Robin’s Newsletter #120

4 October 2020. Volume 3, Issue 40
US Treasury issues advisory over ransomware payments; Huawei code quality still really bad; and Singapore's consumer security labels.
Join hundreds of subscribers who get this first, every Sunday. Subscribe

This week

US Treasury sets out stance on ransomware payments and sanctions

The Office of Foreign Assets Control (OFAC), part of the US Treasury, issued an advisory this week on the payment of ransom demands to individuals, groups or regions that are subject to US sanctions. It comes in the wake of Garmin’s ransomware demands from the EvilCorp group (vol. 3, iss. 31) and increased scrutiny of companies paying up to avoid their data being released in ‘breach-and-leak’ ransomware campaigns.

“Ransomware payments made to sanctioned persons or to comprehensively sanctioned jurisdictions could be used to fund activities adverse to the national security and foreign policy objectives of the United States,” the advisory notes. Going on to point out that paying up ‘emboldens’ attackers to carry out more attacks.

Sanctions are a tool used regularly by the US against organised criminals and as diplomatic measures against foreign powers. Increasingly they are being levied against cyber-criminals, including Evgeniy Mikhailovich Bogachev, the developer of Cryptolocker, Maksim Yukabets and EvilCorp, for the Dridex malware, and all of the Lazarus Group, linked to North Korea and WannaCry.

The advisory sets out the risks of payment, including that individuals will be held ‘strictly liable,’ meaning they face penalties even if they did not realise at the time they were engaging with a sanctioned individual. Any US person who instructs a non-US person to do so will similarly be covered.
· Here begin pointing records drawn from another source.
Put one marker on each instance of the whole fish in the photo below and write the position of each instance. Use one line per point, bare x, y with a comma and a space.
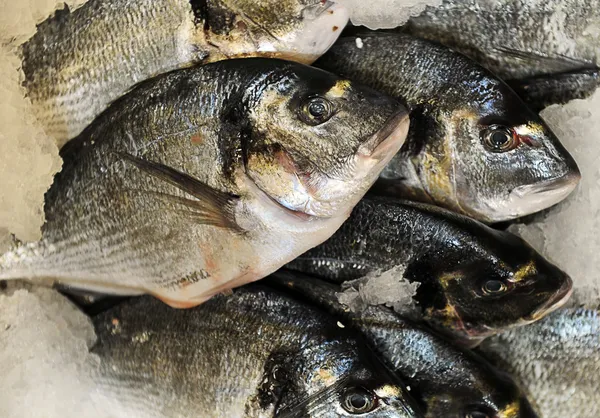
473, 281
256, 353
80, 61
210, 177
557, 360
474, 147
449, 382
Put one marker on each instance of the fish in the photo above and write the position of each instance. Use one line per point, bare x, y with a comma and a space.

Bruce Schneier also has a summary of, and links through to, an interesting article on the pros and cons of ransomware payments in discussion with negotiators.

For me, the important part of the advisory, and where I believe we will start to see change, is how the message is targeted at service providers. The advisory makes it clear that those offering support to firms that have been victims of ransomware, and that enable or facilitate payments, are also on the hook. Cyber insurance companies are explicitly called out.

By increasing the compliance risk to insurers OFAC are hoping to help reduce payments which, in many cases, may entirely cover the ransom demands asked by attackers. Digital forensics and incident response firms are named, as are money transfer services.

Ultimately OFAC wants to hear from victims up-front where they think their maybe a ‘sanctions nexus’ and considers a “self-initiated, timely, and complete report” to be a “significant mitigating factor in determining an appropriate enforcement outcome.” OFAC will consider each case with a ‘presumption’ that payment will be denied.

treasury.gov (PDF), arstechnica.com, schneier.com

Interesting stats

$16 — $25 the price being asked for RDP credentials on the dark web, according to research by Armor zdnet.com

38% of public sector, and 36% of private sector respondents have privileged access to sensitive data above what is required for their roles, according to research by Ponemon of over 1,800 US and UK workers for Forcepoint theregister.com

“Our systems are getting more and more complex so we have to invest more and more time into studying them like nature” — Daniel Gruss, Graz University of Technology theregister.com

Other newsy bits

Singapore considers need for security on-par with fresh water, is introducing consumer security labels

Singapore now considers providing digital security for its citizens to be on par with that of fresh drinking water, according to Brigadier General Gaurav Keerthi, Deputy Chief Executive of Singapore’s Cyber Security Agency.

Keerthi’s comments were during a presentation at Black Hat Asia this week during which they also discussed a new voluntary labelling scheme. IoT devices, such as smart home devices and wifi routers will be rated on a 4-star scale.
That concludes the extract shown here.